Still, many technology and energy executives say nuclear is essential because renewable sources of electricity like wind, solar and hydro are not reliable enough to meet growing energy demands.

Electricity use has already been increasing in recent years as individuals and businesses turn to battery-powered vehicles, heat pumps and air-conditioners. Now data centers in the tech industry are turbocharging that growth.

Although data centers make up a small percentage of global energy consumption, their share is growing and they tend to be concentrated in certain regions, such as Northern Virginia, where they can strain local grids.

Data centers use electricity to run — and, most critically, cool — computer servers. Power is so important to data centers that the industry talks about the size of a building not based on its square footage but on the amount of megawatts it secures from utilities.

A single rack of servers in a typical data center needs about five to 10 kilowatts to power, but a rack filled with advanced AI computing chips can demand more than 100 kilowatts, Raul Martinek, chief executive of Data Bank, a data center company, said in a recent interview. “From an infrastructure perspective, it's an order of magnitude more intensive,” he said.
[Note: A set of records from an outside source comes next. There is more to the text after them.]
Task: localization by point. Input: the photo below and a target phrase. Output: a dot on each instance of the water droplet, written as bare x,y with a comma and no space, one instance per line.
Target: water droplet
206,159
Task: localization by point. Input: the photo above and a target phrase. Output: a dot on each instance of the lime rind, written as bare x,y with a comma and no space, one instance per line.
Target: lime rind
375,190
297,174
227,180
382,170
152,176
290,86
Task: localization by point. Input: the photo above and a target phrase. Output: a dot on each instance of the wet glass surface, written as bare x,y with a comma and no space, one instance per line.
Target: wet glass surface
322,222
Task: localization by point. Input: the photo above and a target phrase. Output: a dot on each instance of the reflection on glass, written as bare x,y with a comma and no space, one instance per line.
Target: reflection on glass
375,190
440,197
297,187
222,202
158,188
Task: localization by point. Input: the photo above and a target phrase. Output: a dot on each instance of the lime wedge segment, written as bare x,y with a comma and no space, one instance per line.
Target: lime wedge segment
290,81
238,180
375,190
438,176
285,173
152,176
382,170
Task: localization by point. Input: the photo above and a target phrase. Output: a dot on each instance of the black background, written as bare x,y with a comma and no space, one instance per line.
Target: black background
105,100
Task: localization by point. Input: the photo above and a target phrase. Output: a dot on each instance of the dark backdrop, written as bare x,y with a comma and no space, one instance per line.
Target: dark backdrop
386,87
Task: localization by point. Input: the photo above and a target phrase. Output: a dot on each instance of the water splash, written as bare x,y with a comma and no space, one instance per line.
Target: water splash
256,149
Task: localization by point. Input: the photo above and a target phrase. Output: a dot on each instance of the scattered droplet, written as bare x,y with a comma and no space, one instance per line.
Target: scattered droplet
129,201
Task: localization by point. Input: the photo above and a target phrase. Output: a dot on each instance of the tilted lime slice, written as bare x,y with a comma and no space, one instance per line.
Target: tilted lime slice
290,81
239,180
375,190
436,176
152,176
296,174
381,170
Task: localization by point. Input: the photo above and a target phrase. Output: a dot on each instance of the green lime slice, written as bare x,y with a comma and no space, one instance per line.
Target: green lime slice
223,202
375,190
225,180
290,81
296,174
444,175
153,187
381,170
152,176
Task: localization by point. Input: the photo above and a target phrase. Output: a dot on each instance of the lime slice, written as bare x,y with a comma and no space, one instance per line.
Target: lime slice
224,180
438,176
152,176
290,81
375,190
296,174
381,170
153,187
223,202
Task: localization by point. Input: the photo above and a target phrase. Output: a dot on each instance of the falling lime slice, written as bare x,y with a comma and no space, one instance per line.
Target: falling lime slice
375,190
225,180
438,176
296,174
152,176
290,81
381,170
Tech giants have ramped up their spending dramatically, in large part to meet the demand and potential they see for AI. The five biggest tech companies, including Alphabet, Microsoft and Amazon, spent $59 billion on capital spending last quarter alone, 63 percent more than a year earlier. . And they signaled to investors that they plan to keep spending.

Amazon spent $650 million this year to buy a data center campus under development that will be directly powered by an existing nuclear power plant in Pennsylvania. In addition to the Three Mile Island deal, Microsoft has agreed to buy electricity from Seattle-area start-up Helion Energy, seeking to build the world's first nuclear fusion power plant by 2028.